1. For all authors...

(a) Do the main claims made in the abstract and introduction accurately reﬂect the paper s contributions and scope? [Yes] (b) Did you describe the limitations of your work? [Yes] We discuss the limitations of our proposed method in Section 5. (c) Did you discuss any potential negative societal impacts of your work? [Yes] Our work has to do with adversarial examples but our work focuses on improving defenses against adversarial attacks and not creating better attacks. Thus, our work has a positive societal impact since it makes machine learning models more reliable. (d) Have you read the ethics review guidelines and ensured that your paper conforms to them? [Yes] 2. If you are including theoretical results...

(a) Did you state the full set of assumptions of all theoretical results? [N/A] This paper presents an empirical method to validate the results of a robustness evaluation method. Therefore, there are no theoretical results in the paper. (b) Did you include complete proofs of all theoretical results? [N/A] See the response above. 3. If you ran experiments...

(a) Did you include the code, data, and instructions needed to reproduce the main experimental results (either in the supplemental material or as a URL)? [Yes] We included the implementation of our proposed test as well as the code to reproduce the results for the defenses investigated in this work. (b) Did you specify all the training details (e.g., data splits, hyperparameters, how they were chosen)? [Yes] A detailed overview of the experimental details including the hyperparameters used is given in Section B (c) Did you report error bars (e.g., with respect to the random seed after running experiments multiple times)? [No] We follow standard practice when reporting results regarding the adversarial robustness of neural networks, i.e., we run the evaluation on a sufﬁciently large sample size such that the overall result does not vary substantially across runs. (d) Did you include the total amount of compute and the type of resources used (e.g., type of GPUs, internal cluster, or cloud provider)? [Yes] A description of the used hardware and total amount of compute is presented in section B. 4. If you are using existing assets (e.g., code, data, models) or curating/releasing new assets...
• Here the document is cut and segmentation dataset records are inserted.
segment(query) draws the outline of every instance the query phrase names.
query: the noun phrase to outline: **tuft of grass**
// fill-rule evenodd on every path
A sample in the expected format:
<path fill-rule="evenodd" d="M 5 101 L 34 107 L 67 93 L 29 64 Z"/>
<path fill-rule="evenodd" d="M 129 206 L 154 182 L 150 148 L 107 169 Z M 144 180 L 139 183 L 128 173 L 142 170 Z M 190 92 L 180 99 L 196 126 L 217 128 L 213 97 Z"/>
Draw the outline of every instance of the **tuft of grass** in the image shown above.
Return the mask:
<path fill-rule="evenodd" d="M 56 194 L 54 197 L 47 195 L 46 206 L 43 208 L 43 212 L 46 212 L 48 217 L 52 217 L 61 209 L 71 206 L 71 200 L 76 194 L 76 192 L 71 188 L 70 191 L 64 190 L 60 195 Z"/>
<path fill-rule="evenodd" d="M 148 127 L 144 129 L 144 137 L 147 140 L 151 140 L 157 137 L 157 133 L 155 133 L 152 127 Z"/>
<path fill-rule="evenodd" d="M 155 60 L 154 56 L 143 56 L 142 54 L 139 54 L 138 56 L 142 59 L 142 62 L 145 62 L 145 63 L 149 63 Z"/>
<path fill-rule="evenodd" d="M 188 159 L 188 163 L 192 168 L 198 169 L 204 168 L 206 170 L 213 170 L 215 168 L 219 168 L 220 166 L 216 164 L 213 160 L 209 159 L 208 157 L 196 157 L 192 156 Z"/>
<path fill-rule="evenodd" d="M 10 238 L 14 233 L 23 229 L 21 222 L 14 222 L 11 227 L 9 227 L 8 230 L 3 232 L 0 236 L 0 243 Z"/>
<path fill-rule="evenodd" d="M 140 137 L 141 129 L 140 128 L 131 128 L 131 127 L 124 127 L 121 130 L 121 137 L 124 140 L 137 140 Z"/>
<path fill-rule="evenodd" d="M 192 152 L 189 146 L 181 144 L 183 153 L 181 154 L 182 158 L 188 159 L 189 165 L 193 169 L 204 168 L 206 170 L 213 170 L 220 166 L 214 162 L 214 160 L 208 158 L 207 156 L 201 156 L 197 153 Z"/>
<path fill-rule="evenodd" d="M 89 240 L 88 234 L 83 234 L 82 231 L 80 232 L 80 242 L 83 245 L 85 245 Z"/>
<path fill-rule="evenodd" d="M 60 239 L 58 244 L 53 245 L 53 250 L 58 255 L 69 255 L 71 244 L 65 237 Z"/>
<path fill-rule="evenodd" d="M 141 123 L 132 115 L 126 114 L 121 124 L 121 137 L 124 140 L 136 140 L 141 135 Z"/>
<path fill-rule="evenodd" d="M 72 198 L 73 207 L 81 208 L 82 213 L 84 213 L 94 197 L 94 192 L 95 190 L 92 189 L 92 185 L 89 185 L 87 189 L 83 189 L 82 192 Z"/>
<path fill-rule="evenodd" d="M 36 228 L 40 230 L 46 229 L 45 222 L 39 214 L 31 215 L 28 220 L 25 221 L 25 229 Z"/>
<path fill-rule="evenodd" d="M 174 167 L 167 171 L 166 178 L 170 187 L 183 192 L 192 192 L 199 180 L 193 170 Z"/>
(a) If your work uses existing assets, did you cite the creators? [Yes] Since our study investigates thirteen published defenses against adversarial attacks, we used the respective open-source reference implementation for our experiments. We cited all authors and included their original licenses in our source code. We also cited the authors of the dataset used to evaluate the defenses on. (b) Did you mention the license of the assets? [Yes] We include the license of the defenses code in the submitted code. (c) Did you include any new assets either in the supplemental material or as a URL? [Yes]

We include the code for our test as well as the modiﬁcations done to the defenses reference implementations to run the test in the supplemental material. (d) Did you discuss whether and how consent was obtained from people whose data you re using/curating? [Yes] In this work we are only using data that was explicitly made available for research and cited the authors. No further data was used, curated or collected. (e) Did you discuss whether the data you are using/curating contains personally identiﬁable information or offensive content? [N/A] Since the dataset used in this work is a standard dataset (CIFAR-10) we do not discuss the aforementioned issues. However, due to its low image resolution, the dataset is unlikely to contain problematic content. 5. If you used crowdsourcing or conducted research with human subjects...

(a) Did you include the full text of instructions given to participants and screenshots, if applicable? [N/A] We did not conduct any research with human participants. (b) Did you describe any potential participant risks, with links to Institutional Review Board (IRB) approvals, if applicable? [N/A] We did not conduct any research with human participants. (c) Did you include the estimated hourly wage paid to participants and the total amount spent on participant compensation? [N/A] We did not conduct any research with human participants.